Katecheten beim Gebet mit Kindern.
„Die Katecheten, die in Regionen, wo es keine Priester gibt, die Seelsorge leiten, bezahlen ihren Mut und ihre Hingabe bisweilen sogar mit dem Tod. Ein besonders berührendes Beispiel ist Philippe Yarga aus Diozese Dori in Burkina Faso“. Yarga, der für die pastorale Koordination im Osten von Burkina Faso an der Grenze zu Niger zuständig war, wurde am 16. Februar 2020 von Terroristen ermordet. Er hinterließ sieben Kinder, von denen das jüngste sechs Wochen nach seinem Tod geboren wurde. „Die Katecheten in Burkina Faso und anderen Ländern der Sahelzone sehen sich unmittelbar der terroristischen Gefahr ausgesetzt und müssen manchmal über Nacht mit ihren Familien fliehen. Deshalb unterstützt KIRCHE IN NOT zum Bespiel in Burkina Faso ein Hilfsprojekt zur Versorgung von 18 leitenden Katecheten und ihren Familien, die vertrieben wurden“, erzählt Lynch.
Katecheten in Brasilien.

KIRCHE IN NOT fördert über 18 000 Katecheten weltweit

Auch in zahlreichen anderen Ländern weltweit unterstützt KIRCHE IN NOT den Einsatz von Katecheten. „Allein im Jahr 2020 haben wir über 18 000 Katecheten auf allen Kontinenten gefördert – die meisten in Asien und Afrika“, so Lynch. KIRCHE IN NOT hat im vergangenen Jahr 20 Projekte finanziert, um Katecheten für ihren Dienst technisch auszustatten oder sie mit Material für die Seelsorgearbeit und den Religionsunterricht zu versorgen. Hinzu kommen 35 Projekte zur Schulung und Weiterbildung von Katecheten in 18 Ländern.

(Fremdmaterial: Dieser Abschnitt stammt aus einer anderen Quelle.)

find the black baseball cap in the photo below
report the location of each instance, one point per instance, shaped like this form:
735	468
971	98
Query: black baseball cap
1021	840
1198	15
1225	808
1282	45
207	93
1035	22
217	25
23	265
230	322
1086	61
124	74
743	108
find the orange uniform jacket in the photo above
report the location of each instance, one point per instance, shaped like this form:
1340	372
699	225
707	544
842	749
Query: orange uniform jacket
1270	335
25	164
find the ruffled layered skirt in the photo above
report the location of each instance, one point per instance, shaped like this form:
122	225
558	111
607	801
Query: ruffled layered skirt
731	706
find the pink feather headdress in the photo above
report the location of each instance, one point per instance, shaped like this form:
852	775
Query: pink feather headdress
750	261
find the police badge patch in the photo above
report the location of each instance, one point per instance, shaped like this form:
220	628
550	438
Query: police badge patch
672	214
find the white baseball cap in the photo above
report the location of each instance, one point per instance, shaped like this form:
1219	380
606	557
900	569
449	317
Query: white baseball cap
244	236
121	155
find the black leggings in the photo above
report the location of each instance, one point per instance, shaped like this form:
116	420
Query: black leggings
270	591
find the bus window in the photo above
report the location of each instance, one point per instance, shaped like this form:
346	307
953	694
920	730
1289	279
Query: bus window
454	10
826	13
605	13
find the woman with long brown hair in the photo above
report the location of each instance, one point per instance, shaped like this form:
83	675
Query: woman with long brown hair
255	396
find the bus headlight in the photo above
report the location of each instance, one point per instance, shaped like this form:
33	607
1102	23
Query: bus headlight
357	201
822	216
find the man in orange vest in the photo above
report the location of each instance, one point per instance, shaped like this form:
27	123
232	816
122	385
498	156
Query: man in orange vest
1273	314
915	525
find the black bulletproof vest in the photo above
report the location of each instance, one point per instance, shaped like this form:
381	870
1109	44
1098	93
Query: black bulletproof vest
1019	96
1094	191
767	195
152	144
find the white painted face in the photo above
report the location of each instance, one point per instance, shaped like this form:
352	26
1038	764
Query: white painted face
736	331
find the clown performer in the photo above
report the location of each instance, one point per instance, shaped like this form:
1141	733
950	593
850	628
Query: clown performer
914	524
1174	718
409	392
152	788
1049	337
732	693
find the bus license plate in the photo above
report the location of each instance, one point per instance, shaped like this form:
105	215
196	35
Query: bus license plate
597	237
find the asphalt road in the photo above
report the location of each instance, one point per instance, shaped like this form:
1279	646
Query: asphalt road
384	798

Katechet in der Ukraine unterrichtet Erwachsene.

Ein Katechet in Uganda verkündet Versöhnung statt Rache

Hinter diesen Projekten stehen Menschen mit sehr beeindruckenden Geschichten. Einer der Katecheten, die KIRCHE IN NOT unterstützt, ist zum Beispiel John Joseph Gazi aus Uganda. Ursprünglich kommt er aus dem Südsudan. In dem jüngsten Staat Afrikas, erst 2011 unabhängig geworden, herrscht ein brutaler Kampf, allen Friedensbemühungen zum Trotz. Es geht um Macht, um ethnische Konflikte. Johns Familie konnte dem Morden nicht entkommen. „Mein Vater, meine Schwester und mein Bruder wurden getötet. Es geschah innerhalb weniger Minuten“, erzählt er KIRCHE IN NOT.

Er jedoch konnte ins Nachbarland Uganda flüchten, wo über eine Million Menschen in Flüchtlingslagern hausen. Doch schlimmer als die himmelschreiende Not dort sind die Narben der Seele, vor allem unter den jungen Menschen: Denn viele wurden in den Auseinandersetzungen als Kindersoldaten missbraucht.

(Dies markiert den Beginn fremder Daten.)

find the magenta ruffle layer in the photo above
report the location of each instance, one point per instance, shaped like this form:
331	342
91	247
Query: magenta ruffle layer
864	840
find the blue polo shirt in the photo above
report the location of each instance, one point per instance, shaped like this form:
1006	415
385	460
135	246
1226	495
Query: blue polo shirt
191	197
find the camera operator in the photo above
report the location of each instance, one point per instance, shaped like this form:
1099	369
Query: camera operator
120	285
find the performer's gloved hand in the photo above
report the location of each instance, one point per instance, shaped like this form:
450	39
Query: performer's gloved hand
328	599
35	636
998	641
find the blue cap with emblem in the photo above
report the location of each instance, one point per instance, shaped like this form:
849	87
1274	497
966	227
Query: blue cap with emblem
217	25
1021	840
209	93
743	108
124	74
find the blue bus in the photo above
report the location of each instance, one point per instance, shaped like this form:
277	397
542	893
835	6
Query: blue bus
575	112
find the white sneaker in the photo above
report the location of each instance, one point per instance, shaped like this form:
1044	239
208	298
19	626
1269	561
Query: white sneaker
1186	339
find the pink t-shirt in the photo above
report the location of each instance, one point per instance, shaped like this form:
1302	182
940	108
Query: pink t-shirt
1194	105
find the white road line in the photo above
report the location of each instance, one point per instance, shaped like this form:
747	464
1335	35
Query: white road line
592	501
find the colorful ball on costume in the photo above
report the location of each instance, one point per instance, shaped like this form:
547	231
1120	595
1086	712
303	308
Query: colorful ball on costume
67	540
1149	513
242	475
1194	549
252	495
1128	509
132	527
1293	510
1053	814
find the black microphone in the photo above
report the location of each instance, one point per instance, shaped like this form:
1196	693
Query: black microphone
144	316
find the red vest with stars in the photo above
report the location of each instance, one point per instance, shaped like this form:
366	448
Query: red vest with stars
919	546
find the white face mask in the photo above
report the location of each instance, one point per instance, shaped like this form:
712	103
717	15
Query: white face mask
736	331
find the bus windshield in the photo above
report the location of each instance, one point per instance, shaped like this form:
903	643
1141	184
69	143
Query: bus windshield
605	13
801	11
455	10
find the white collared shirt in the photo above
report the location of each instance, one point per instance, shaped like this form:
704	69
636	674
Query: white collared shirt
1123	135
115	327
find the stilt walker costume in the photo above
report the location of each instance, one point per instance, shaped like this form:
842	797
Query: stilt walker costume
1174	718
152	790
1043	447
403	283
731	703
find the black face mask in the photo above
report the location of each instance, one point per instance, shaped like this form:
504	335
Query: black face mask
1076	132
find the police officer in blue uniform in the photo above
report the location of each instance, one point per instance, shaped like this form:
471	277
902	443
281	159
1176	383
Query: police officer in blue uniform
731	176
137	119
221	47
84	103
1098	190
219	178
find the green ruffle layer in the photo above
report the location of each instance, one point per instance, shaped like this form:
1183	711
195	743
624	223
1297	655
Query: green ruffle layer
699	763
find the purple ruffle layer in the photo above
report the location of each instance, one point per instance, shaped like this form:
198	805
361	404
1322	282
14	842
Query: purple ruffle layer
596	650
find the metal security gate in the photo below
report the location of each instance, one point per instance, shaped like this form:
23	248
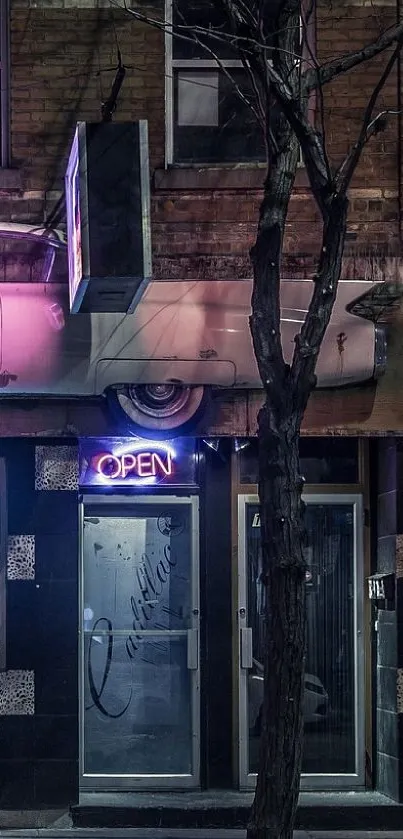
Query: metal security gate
334	719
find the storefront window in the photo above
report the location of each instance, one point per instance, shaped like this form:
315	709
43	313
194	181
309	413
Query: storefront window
137	615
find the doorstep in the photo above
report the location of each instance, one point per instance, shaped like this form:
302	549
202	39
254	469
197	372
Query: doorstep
230	809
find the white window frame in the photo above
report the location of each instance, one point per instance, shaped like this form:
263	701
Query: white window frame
5	83
171	65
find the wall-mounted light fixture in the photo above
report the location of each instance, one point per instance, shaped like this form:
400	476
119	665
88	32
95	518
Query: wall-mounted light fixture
241	443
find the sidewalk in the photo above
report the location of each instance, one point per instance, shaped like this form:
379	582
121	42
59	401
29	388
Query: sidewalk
156	833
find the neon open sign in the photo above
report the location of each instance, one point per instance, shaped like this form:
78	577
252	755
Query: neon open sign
145	464
134	462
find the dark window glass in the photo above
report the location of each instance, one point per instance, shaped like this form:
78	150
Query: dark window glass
212	124
201	13
323	460
30	259
329	689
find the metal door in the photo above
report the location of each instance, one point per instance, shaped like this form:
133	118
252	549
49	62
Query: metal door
139	641
333	706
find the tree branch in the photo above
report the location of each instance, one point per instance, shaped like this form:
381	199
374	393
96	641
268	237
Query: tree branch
325	74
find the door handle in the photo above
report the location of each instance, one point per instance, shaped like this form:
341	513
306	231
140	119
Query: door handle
193	649
246	648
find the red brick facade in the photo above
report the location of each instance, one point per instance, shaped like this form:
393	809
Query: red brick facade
203	220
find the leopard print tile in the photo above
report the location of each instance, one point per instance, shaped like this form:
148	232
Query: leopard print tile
56	467
21	557
17	692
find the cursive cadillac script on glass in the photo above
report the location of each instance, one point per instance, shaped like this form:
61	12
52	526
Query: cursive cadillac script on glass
149	583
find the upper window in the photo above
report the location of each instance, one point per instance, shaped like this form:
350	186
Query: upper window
4	84
207	121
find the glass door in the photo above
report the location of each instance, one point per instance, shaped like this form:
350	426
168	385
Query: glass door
139	680
333	706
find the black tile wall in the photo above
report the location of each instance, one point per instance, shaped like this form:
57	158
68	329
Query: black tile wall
56	737
39	753
17	737
56	782
386	688
386	560
22	645
388	459
387	639
387	724
56	512
387	513
56	690
55	558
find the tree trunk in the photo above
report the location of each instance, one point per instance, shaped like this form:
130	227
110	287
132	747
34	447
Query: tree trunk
282	529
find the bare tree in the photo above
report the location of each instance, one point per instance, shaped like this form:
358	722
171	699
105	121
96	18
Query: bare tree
271	39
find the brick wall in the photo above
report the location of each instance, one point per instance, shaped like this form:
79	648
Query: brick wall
38	690
202	227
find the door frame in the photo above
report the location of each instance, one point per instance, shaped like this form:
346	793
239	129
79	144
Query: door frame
98	782
331	781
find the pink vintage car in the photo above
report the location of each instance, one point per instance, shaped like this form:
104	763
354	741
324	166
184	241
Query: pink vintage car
157	365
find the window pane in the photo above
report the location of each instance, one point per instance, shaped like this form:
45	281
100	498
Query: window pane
198	99
236	138
137	709
323	460
329	694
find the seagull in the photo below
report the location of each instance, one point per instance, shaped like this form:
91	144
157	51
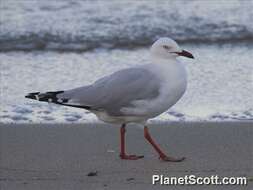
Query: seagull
132	95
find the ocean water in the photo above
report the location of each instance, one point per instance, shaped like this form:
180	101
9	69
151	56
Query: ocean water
58	45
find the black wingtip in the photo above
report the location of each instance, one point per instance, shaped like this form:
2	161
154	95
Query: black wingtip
32	95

Zu ihnen fühlt John sich besonders gesandt: „Viele tragen Hass und Rachegedanken in sich. Ich spreche zu ihnen über Vergebung.“ Er hat fast alles verloren – aber nicht den Glauben an Gott. Darum hat er sich zum Katecheten ausbilden lassen. Er selber bevorzugt die Bezeichnung „Evangelisierer“: Den armen und verzweifelten Menschen die Frohe Botschaft bringen.

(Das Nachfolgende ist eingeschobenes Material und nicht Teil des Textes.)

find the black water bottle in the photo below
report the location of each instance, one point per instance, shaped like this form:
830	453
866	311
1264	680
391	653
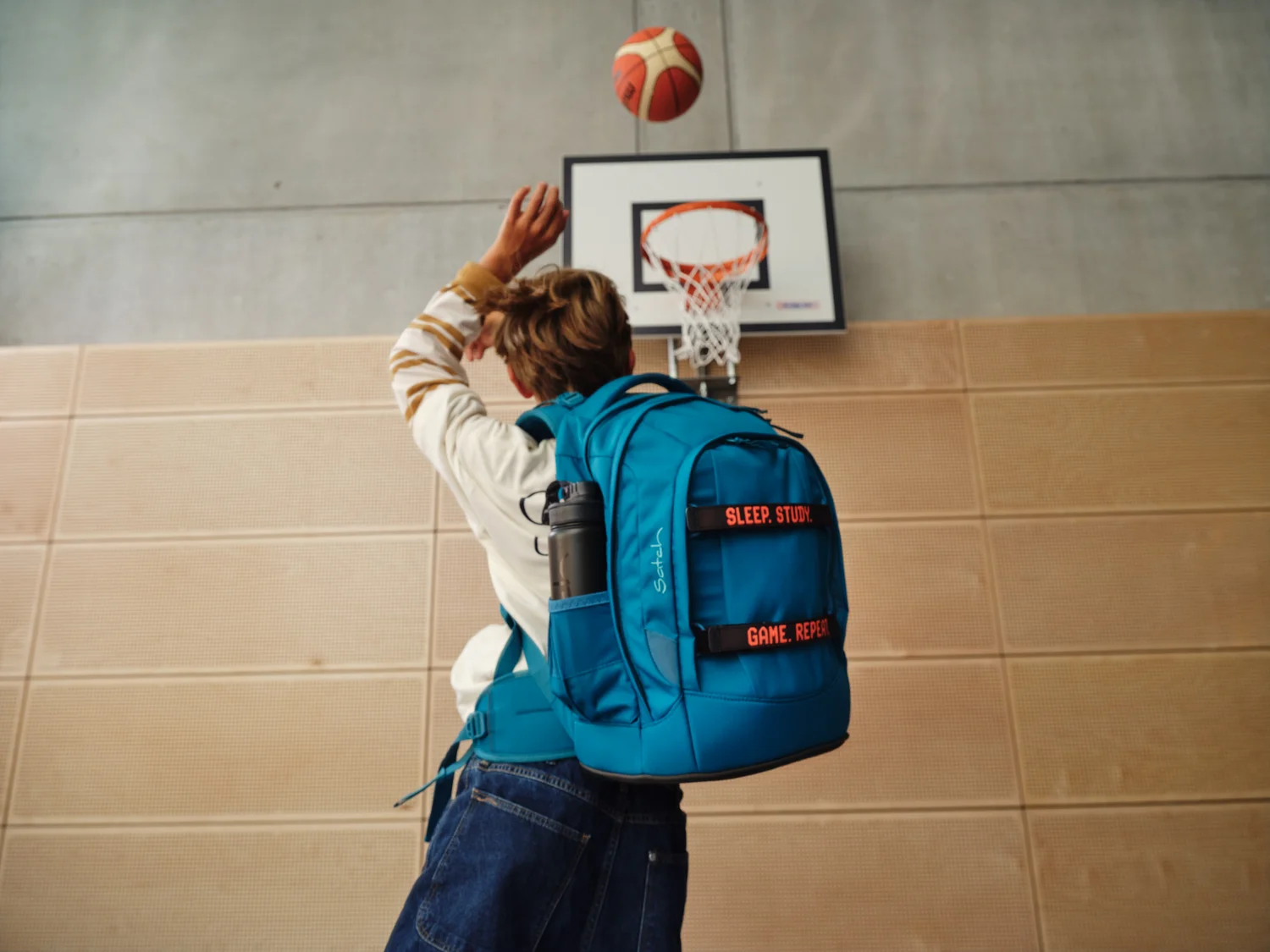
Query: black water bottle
577	542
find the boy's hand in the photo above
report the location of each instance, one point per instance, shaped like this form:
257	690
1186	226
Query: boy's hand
526	233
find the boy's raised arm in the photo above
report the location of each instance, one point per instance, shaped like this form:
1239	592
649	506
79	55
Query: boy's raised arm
428	378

„Seelen zu Gott zurückbringen“

KIRCHE IN NOT hat seine Ausbildung finanziert, im Emmaus-Zentrum, nahe der ugandischen Hauptstadt Kampala. Dort werden junge Menschen geschult, die Wunden der Seelen ihrer Landsleute zu heilen und ihnen in verschiedenen Nöten beizustehen. Ein ganz anderer und aussichtsreicherer „Kampf“ als der verbitterte Krieg in seiner Heimat, bekennt John: „Ich bin jetzt ein Soldat für Jesus. Ich kämpfe darum, die Seelen zu Gott zurückzubringen.“

John besucht jetzt seine Landsleute, die sich in Uganda mehr schlecht als recht eine neue Existenz aufbauen – aber ohne Gewalt und Krieg. „Ich will das Leben zu den Südsudanesen zurückbringen.“ Er spricht vom Glauben, er spendet Trost, hört sich die schrecklichen Erzählungen der traumatisierten Menschen an und vermittelt Hilfe. John und seine Mitstreiter haben neben katechetischen auch psychologische Kenntnisse im Emmaus-Zentrum erworben. Denn zusätzlich zu den Kriegserfahrungen, der Armut und Arbeitslosigkeit stellt auch der Alkoholmissbrauch ein Problem unter den Geflüchteten dar.

Der „Kampf“ gegen die Folgen des Krieges dauert an. Aber John ist sich sicher, dass es jede Mühe wert ist: „Dank meiner Ausbildung als Katechet mit der Unterstützung von KIRCHE IN NOT, bringe ich nun Hoffnung und Liebe zu meinen Leuten.“

Katechet John Joseph Gazi aus Uganda.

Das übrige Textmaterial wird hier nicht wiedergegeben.